音楽を仕事にしている方は私の周りにも少なからずいる。そういった方々は音楽に情熱を燃やし、人々に感動をもたらしめている。「音楽」を仕事にしている人と言うと、プロの演奏者であったり、指揮者であったりというイメージを持たれるのだが、本書はそうではなく「音楽マネジメント」と呼ばれる仕事に従事している方の自伝である。

第一章「音楽マネジメントの世界へ―手探りの出発」
著者が音楽マネジメント業の世界に入ったのは、1971年。著者が39歳の頃である。それまでは金融機関で働いたのだが、あることからスカウトを受け「日本電波ニュース社」という会社に転職をした。当時の転職はあったものの、珍しかった。その職場では新規事業をつくり、音楽マネジメント事業に進出するきっかけをつくった。

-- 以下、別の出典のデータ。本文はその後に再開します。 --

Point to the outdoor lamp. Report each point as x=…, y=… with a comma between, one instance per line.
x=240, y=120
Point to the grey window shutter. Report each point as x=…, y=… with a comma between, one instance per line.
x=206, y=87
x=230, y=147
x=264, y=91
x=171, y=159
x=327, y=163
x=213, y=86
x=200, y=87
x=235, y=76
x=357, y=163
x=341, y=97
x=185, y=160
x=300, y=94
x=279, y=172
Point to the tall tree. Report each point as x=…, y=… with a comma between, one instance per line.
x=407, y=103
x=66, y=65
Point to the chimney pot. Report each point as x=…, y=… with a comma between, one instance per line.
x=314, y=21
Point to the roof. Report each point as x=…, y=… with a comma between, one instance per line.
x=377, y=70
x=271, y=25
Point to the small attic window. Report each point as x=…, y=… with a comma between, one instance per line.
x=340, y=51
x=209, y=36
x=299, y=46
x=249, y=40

第二章「感動を伝えるために―ジャパン・アーツの軌跡」
「音楽マネジメント業」とは何か、簡単に言うと音楽祭をつくったり、海外のプロ演奏者を招聘したり、日本のプロ演奏者をサポートしたりするなど様々である。感動を伝えるため、そして著者が掲げた「ジャパン・アーツ」を叶えるためにどのようなことをしたのかを綴っている。

第三章「僕の原点―苦しい時代に知った音楽の力」
著者が音楽の世界に入った理由、それは戦後間もない時の苦しい時代の中である歌を聴き、そのことで音楽の良さに触れたことにある。

第四章「僕たちの宝―アーティストとの出会い」
著者が出会った音楽家は国内外問わず数知れない。しかもその出会った方々の中にはそれぞれの思い出が詰まっている。本章ではその中でも著者が「宝」だと語った方々のエピソードを綴っている。

第五章「対談―黒田恭一/中藤泰雄」
本章は著者と音楽評論家の黒田恭一氏との対談である。音楽とは何か、音楽マネジメントとは何かなど音楽に関する様々なことを軸に話している。

私自身は音楽そのものを仕事にしたことはないのだが、吹奏楽部に6年間、オーケストラのサークルに4年間と10年間音楽とともに生きてきた。それがきっかけとなって多くの人と、それも印象に残る方々との出会い・別れもあった。そういった体験を重ねながら、感動を生み出し、伝えていった男の姿が本書にある。